Alluding to Israel’s national elections on Sept. 17, he added: “There are elections, and Netanyahu needs to show that he is protecting Israel, but if there is no response, he’ll keep doing it. It won’t just be the election. It will become a new strategy.”
Officials and analysts said the recent uptick in strikes, and their spread into Iraq and Lebanon, came in response to adjustments to Iran’s strategy.
One involved General Suleimani’s efforts to maintain supply lines for shipments of arms and equipment from Iran. Until about a year ago, according to a senior Middle Eastern intelligence official, Iran used unmarked or Iranian commercial planes flying into the Damascus airport to reach Hezbollah or Quds Force units in Syria.
But repeated Israeli airstrikes drove Iran to reroute supplies through airfields in northern Syria instead.
When Israel struck those fields, too, General Suleimani moved to set up a land route. That route goes from Iran through Iraq, where drivers and vehicles are often changed to elude surveillance, before crossing into northern Syria.

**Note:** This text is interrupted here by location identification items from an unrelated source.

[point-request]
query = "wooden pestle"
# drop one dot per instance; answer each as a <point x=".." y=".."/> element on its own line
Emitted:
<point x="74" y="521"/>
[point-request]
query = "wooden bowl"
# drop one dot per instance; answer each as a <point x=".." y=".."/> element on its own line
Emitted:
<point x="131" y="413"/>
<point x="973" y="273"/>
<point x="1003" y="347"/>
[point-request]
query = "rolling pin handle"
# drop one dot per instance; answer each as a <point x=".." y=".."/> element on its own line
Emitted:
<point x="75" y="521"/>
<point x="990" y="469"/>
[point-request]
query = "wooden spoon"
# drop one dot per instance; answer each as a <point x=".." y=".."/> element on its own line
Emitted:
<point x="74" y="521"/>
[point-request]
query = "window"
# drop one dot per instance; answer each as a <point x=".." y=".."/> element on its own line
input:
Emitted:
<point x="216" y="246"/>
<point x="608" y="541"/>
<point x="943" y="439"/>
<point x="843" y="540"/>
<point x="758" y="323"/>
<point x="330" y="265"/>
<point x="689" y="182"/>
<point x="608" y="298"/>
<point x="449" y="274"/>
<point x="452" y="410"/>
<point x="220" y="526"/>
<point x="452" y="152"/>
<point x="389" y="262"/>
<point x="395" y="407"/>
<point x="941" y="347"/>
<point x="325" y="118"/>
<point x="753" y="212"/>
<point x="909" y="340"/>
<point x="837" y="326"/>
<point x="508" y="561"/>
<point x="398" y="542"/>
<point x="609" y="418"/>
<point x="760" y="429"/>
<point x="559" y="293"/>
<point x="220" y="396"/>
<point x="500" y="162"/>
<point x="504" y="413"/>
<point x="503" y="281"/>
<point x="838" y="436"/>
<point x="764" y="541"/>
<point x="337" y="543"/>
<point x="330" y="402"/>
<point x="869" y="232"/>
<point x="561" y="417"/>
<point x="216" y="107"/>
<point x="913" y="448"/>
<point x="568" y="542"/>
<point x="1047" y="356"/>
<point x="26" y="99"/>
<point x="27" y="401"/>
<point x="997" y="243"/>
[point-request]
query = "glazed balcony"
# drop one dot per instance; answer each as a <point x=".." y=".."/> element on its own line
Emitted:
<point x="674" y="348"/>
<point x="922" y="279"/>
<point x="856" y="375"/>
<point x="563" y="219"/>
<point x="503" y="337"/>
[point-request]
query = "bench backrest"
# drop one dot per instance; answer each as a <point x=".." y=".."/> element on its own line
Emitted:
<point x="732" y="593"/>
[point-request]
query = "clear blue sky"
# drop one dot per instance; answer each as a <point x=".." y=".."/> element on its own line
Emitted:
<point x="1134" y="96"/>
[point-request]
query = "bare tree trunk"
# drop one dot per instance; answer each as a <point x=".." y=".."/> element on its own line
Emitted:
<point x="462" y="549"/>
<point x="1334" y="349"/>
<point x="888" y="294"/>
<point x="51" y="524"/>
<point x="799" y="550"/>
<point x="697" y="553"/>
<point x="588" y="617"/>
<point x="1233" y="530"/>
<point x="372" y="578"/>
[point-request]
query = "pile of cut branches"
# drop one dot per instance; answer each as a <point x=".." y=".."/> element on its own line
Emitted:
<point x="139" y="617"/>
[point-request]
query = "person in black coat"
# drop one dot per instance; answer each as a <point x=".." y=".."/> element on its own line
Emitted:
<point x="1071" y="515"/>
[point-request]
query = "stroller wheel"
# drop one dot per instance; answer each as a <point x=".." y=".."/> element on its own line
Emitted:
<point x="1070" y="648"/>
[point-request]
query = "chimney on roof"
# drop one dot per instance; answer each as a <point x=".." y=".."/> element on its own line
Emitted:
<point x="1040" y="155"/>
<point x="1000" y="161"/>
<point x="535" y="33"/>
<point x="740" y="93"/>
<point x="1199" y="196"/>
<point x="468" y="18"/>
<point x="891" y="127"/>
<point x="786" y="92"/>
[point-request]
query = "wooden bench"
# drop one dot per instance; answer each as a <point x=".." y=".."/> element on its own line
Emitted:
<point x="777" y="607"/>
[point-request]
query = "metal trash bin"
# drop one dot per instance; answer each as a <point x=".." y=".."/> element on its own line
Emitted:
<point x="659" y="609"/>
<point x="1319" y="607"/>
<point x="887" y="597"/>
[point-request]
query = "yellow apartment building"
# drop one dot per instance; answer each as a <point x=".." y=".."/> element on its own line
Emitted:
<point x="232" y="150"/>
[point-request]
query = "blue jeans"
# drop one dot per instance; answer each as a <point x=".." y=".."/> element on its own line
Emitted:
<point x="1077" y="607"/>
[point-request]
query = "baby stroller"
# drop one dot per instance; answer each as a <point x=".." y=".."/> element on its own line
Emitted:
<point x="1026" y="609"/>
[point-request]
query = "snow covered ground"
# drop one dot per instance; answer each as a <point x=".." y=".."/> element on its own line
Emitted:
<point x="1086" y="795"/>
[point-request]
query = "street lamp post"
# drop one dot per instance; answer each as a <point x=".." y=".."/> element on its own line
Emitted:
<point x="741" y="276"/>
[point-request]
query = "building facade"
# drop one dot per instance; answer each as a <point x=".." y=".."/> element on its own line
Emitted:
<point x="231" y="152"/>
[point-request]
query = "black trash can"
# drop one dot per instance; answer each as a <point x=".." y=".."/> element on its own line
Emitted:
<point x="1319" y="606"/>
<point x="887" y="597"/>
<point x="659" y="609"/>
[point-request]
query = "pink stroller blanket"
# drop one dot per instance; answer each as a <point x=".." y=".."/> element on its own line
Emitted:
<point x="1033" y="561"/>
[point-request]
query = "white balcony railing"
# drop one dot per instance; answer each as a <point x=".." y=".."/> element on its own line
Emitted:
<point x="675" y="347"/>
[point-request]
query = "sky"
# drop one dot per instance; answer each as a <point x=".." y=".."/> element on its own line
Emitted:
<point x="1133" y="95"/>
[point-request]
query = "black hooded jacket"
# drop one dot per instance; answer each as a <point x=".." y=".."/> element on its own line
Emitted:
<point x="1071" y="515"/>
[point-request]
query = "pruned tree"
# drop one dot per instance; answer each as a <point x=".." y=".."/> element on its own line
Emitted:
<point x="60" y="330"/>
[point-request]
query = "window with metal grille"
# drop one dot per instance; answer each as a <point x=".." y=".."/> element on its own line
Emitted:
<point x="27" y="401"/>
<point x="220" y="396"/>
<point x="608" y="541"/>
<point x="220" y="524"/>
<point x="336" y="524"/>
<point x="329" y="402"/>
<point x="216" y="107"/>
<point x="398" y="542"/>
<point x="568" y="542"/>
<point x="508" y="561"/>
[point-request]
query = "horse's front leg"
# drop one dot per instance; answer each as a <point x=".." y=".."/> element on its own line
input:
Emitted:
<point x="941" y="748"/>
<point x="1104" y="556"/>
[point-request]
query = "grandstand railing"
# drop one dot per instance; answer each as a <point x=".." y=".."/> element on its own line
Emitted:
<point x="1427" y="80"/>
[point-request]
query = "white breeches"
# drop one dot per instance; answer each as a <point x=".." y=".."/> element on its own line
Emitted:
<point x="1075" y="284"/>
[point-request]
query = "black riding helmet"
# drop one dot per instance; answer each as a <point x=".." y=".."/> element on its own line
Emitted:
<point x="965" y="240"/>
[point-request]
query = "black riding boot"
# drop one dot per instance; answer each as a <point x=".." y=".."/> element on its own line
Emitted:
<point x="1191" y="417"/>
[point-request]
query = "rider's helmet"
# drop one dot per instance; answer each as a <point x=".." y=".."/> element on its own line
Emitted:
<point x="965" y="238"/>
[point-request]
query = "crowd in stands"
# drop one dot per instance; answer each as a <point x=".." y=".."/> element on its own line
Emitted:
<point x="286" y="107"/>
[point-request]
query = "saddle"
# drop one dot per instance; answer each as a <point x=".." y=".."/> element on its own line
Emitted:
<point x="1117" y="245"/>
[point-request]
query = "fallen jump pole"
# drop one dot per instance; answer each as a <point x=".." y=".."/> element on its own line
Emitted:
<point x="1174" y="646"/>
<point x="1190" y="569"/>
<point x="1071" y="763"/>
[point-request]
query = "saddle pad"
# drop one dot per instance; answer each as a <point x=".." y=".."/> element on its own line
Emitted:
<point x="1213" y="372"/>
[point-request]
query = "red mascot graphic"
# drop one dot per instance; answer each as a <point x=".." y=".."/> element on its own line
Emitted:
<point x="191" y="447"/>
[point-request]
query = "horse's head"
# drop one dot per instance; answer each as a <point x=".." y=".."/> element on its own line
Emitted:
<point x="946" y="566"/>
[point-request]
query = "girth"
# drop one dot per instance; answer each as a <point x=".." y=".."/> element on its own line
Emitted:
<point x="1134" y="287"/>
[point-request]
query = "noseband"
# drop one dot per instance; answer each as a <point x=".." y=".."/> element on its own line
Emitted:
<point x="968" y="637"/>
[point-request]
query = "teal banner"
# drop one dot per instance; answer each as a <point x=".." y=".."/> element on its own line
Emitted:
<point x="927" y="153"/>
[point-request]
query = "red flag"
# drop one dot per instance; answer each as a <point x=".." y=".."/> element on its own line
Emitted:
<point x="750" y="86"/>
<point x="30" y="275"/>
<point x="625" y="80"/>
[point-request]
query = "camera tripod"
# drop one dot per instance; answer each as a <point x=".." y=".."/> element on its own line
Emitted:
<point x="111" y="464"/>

The Israeli attack on July 19 at Amerli base, north of Baghdad, struck a shipment of guided missiles bound for Syria. It was the first time Israel had carried out an airstrike in Iraq since it destroyed a nuclear reactor near Baghdad in 1981, when Saddam Hussein was in power.
Israel has been working to prevent Hezbollah from manufacturing its own precision-guided missiles since early 2017, using a combination of disclosures, warnings and threats, Israeli analysts say.
Prevented from military action by its understanding with Hezbollah and a desire to avoid war, Israel at first tried to weaponize its intelligence gathering, hoping that exposing Hezbollah’s missile project as a threat to regional security would create international pressure to quash it.
That approach culminated in a speech by Mr. Netanyahu to the United Nations last September, in which he showed aerial photos of what he said were three factories for precision-guided missiles in downtown Beirut.
Ofek Riemer, a former Israeli military intelligence officer who writes frequently on national security, called the public-relations tactic “coercive disclosure.”
But he said that phase appeared to have ended with Sunday’s blast in Beirut.
He cautioned that the explosion in Beirut still appeared well short of an all-out Israeli attempt to stop Hezbollah’s precision-guided missile project by military means.
“We’re still in the signaling business, as I see it,” Mr. Riemer said. “We’re not really going head-on against this project. But it’s also signaling to the international community: Either we take action, and you don’t know where that leads, or you come in and try to pull strings and influence the Lebanese government, Hezbollah by proxy, or even Iran.”